Perfect combination of Hadoop and Data Warehouse

Source: Internet
Author: User
Keywords Data Warehouse Hadoop

It seems that the word "big data" hangs on everyone's lips. The discussion around big data has almost completely overwhelmed the traditional http://www.aliyun.com/zixun/aggregation/8302.html "> Data Warehouse." Some big data enthusiasts even boldly predict that in the near future, all enterprise data will be hosted by a system based on Apache Hadoop, and the Enterprise Data Warehouse (EDW) would eventually die out.

In any case, there is no doubt that traditional data warehouse architectures are evolving. For the past year, I have been writing related articles and blogs, but will it really die? I think the odds are slim. In fact, while everyone is talking about a technology or architecture that might trump another technology or architecture, IBM has a different perspective.

At IBM, we tend to look at problems from the perspective of "Hadoop and Data warehousing," which can be said to be a perfect match. Imagine that for an enterprise with a traditional data warehouse, the opportunity for large data is to make it possible to take advantage of data that used to be unavailable through traditional warehouse architectures.
But why can't traditional data warehouses take on this responsibility? The reasons are manifold. First, the traditional architecture of the data Warehouse uses structured data from the business system to analyze all aspects of the business. The data is cleaned, modeled, distributed, governed, and maintained to perform historical analysis. The data we store in the data warehouse is predictable, both in terms of structural considerations and data uptake rates.

By contrast, large data is unpredictable. The structure of large data is varied and is too large for EDW. In particular, we are more accustomed to browsing large amounts of data to find the information we really need. It may not be long before you decide to discard the data, which in some cases may be saved for a shorter period of time. If we decide to keep all this data, we need to use a more economical solution than EDW to store the unstructured data for future use for historical analysis (another argument for using Hadoop in conjunction with the Data Warehouse).

Big Data presents new opportunities for many customers, and Hadoop now offers us the ability to use new data sources to make analytics smarter. But this new frontier is complementary to the boundaries of the traditional data Warehouse architecture, rather than one instead of another one. We still have to provide the traditional analysis of all the business areas (finance, marketing, sales, customer service, etc.) and these analyses cannot be eliminated quickly. However, it is necessary to recognize the fact that we should broaden the analysis menu to include new sources of more insight and new tools that allow us to achieve goals that were not possible in the past, such as emotional analysis.

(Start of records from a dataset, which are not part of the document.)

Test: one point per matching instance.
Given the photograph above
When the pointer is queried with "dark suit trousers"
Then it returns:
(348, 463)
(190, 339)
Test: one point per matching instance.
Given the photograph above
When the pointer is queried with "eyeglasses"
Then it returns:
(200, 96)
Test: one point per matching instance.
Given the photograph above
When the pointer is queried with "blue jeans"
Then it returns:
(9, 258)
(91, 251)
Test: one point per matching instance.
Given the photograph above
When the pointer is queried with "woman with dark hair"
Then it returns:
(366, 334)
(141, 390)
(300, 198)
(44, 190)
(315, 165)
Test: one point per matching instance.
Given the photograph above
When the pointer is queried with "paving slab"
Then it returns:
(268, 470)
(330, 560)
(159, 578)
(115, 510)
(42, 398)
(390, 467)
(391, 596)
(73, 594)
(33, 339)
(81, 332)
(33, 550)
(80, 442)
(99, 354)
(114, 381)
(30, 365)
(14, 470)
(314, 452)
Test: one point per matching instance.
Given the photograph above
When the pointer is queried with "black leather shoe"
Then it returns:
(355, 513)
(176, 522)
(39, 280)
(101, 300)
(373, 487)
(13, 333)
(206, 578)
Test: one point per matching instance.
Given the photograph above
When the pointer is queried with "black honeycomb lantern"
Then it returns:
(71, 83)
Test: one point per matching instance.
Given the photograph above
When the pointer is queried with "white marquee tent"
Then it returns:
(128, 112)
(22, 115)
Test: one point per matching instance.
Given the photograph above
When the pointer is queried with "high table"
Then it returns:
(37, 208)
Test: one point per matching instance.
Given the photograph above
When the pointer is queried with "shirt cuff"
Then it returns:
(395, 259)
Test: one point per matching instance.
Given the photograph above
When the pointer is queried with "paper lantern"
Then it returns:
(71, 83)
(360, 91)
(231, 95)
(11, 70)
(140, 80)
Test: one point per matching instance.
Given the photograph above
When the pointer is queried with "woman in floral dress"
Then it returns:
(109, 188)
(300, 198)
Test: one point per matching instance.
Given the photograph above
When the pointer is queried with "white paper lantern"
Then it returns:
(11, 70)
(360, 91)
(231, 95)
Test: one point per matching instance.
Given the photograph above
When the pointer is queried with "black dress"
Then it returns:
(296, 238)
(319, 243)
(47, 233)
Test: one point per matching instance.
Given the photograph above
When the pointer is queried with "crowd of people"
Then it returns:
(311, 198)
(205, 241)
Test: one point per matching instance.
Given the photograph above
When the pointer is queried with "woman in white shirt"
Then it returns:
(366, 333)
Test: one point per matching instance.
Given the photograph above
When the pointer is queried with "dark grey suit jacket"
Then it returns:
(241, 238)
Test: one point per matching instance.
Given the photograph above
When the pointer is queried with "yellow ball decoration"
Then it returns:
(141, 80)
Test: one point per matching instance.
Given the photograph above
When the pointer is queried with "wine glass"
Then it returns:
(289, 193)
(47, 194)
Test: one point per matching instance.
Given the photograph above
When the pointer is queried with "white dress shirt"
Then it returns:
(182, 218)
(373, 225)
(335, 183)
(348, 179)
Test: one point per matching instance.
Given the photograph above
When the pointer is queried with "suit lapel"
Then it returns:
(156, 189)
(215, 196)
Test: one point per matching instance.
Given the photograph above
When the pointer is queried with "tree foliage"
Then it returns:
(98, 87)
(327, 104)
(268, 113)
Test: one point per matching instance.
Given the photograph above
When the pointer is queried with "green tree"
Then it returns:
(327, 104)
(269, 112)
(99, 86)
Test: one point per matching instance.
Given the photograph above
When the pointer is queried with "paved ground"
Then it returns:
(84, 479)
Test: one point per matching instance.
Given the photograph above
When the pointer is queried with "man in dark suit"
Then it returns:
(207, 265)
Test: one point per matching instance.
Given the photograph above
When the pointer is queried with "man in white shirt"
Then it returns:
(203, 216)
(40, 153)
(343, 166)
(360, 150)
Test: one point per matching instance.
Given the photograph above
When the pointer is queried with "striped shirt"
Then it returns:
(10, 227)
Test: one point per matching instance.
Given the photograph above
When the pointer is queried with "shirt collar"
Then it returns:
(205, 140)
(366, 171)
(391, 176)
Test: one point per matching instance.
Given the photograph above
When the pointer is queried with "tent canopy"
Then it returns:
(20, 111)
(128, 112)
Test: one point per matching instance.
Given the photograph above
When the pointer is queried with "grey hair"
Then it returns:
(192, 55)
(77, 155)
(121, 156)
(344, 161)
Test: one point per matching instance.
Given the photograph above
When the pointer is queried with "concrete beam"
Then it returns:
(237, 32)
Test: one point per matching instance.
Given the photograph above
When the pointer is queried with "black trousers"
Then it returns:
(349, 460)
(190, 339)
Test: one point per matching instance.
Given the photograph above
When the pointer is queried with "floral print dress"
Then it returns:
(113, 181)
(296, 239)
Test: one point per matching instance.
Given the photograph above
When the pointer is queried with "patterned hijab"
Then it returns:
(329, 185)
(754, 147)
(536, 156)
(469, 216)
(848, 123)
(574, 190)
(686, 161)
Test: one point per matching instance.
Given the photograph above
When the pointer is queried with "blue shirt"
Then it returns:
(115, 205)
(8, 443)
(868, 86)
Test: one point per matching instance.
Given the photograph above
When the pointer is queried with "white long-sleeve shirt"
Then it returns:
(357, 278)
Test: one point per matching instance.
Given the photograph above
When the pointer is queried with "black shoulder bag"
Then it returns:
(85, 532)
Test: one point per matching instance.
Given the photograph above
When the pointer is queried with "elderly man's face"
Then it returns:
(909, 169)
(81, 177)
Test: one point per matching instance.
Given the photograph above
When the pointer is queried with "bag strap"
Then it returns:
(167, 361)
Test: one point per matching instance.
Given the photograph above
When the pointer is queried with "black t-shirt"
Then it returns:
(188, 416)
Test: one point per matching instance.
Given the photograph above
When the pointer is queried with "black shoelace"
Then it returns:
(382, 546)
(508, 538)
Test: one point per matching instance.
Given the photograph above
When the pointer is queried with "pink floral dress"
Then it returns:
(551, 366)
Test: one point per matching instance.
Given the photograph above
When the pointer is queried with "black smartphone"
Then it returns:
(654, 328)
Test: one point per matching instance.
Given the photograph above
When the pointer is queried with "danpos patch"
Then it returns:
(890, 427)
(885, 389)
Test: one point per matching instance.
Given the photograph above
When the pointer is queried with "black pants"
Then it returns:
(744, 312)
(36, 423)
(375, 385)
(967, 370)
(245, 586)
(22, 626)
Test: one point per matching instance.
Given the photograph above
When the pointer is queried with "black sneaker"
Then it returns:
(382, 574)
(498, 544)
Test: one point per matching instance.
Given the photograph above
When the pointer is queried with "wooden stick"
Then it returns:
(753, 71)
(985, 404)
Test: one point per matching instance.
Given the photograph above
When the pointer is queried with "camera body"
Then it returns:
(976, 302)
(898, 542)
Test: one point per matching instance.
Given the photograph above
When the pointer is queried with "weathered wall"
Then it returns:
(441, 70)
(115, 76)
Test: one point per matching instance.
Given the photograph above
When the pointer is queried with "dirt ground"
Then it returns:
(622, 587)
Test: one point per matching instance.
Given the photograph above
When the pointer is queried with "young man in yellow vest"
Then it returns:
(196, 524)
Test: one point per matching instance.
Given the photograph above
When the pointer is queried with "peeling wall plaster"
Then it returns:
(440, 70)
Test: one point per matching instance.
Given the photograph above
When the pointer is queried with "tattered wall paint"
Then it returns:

I believe that big data will be one of the main drivers of EDW architecture reform, but not unique. Continued growth in equipment, higher requirements for value implementation, and the need for agility and even simplicity in our solutions will play an important role in this reform.

Please think about it: agility and simplicity? This is not the word that we frequently refer to when we construct the Enterprise Data Warehouse! However, the facts are obvious. Many large EDW projects do not have full potential because they are too complex and agile far less than business expects. Another fact is that companies that use analytics to drive decisions are better off. The combined annual growth rate of these enterprises (CAGR) is 49% higher than that of other enterprises, and the profit increase can reach 20 times times of other enterprises, and the return on investment will be 30% higher. There is no doubt that most businesses are struggling to achieve the overall goal.

Figure Word:
Revenue substituting 5 year CAGR (2004-2008): Revenue growth 5 years CAGR (2004 to 2008)
Viewable substituting 5 year CAGR (2004-2008): Profit growth 5 years CAGR (2004 to 2008)
Return to ivested Capital 5 years Average (2004-2008): 5-year average returns on investment (2004 to 2008)
More than 49% over 20 times times more than 30%
Finance organizations with business insights: financial institutions with Business insights
All others enterprises: all other businesses

The secret to establishing this coordination relationship is to have a deep understanding of the types of analysis currently in place and future needs. In the past, our idea of EDW was a thriving ecosystem. Today, we have shifted from the architecture that specializes in providing enterprise data to the architecture that provides enterprise data and intelligence analysis.

Think of all types of data and all types of analysis. This is the analysis of wisdom today!

We have made great strides. Let's move on!

Related Article

Contact Us

The content source of this page is from Internet, which doesn't represent Alibaba Cloud's opinion; products and services mentioned on that page don't have any relationship with Alibaba Cloud. If the content of the page makes you feel confusing, please write us an email, we will handle the problem within 5 days after receiving your email.

If you find any instances of plagiarism from the community, please send an email to: info-contact@alibabacloud.com and provide relevant evidence. A staff member will contact you within 5 working days.

A Free Trial That Lets You Build Big!

Start building with 50+ products and up to 12 months usage for Elastic Compute Service

  • Sales Support

    1 on 1 presale consultation

  • After-Sales Support

    24/7 Technical Support 6 Free Tickets per Quarter Faster Response

  • Alibaba Cloud offers highly flexible support services tailored to meet your exact needs.